7. Código da metafísica/ simbologia
>Noite – surge ligada a acontecimentos trágicos que afectam o narrador. A noite favorece a germinação das interrogações, da descoberta, da “aparição” da verdade
>Neve - associa-se à pureza e purificação. Cobre o mundo para que um novo surja. As neves provocam a destruição mas, derretidas em água, favorecem a germinação. A neve liga-se assim à génese da vida.
>Montanha – enigmática, apresenta-se simbólica. Verdadeiro símbolo cósmico, aparece como seio acolhedor, protecção dos perigos da cidade, onde há ausência do mal e se estreita a relação com o sagrado
>Lua - força purificadora, de pureza original e absoluta. Permite a revelação do eu, da angústia e da morte. Aparece associada à noite.
>Chuva – símbolo da fertilidade da terra. Alberto gosta de andar à chuva pois ela surge-lhe como revelação, fertilizando a memória e abrindo-lhe o presente ao passado.
>Vento – É a voz das origens, e também o símbolo da efemeridade.
>Sol – simboliza a vida, a luz e a energia. Ao ser luz, o sol simboliza a revelação de si e dos outros.
>Silêncio - Aparece a traduzir os momentos de reflexão, de busca do eu profundo
>Fogo - destruição. Exprime a catástrofe e a vida. Pode também traduzir o aniquilamento e a força da paixão.

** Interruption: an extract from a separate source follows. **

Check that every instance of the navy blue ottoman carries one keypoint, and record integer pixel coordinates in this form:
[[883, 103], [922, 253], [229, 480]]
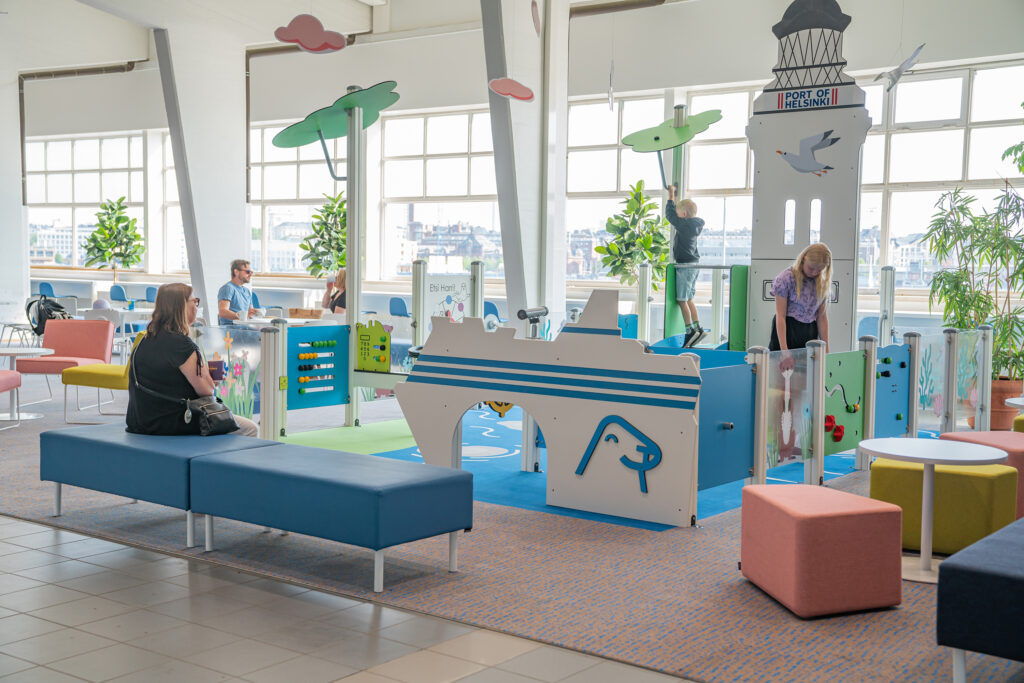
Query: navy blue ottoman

>Música - sensibilidade, a harmonia e o próprio fluir da escrita. Estrutura a narrativa, simbolizando o vibrar da vida, nas suas múltiplas manifestações. A música, o grito, o gesto são vozes das profundezas, ecos de memória.
>Alentejo – símbolo de espaço terrestre. Aparece ligada ao destino trágico da Sofia.
>Cidade – Surge associada aos perigos, à falta de ordem.
>Morte – fim do passado de esplendor, de quem se sentia criador, mas nunca tomou consciência do milagre da vida. Símbolo do vazio, do fim do imediato, da efemeridade da beleza e da sensualidade (Sofia). Símbolo da destruição das mãos de quem quer ser senhor (Carolino). Símbolo do que não comporta o intemporal (Cristina).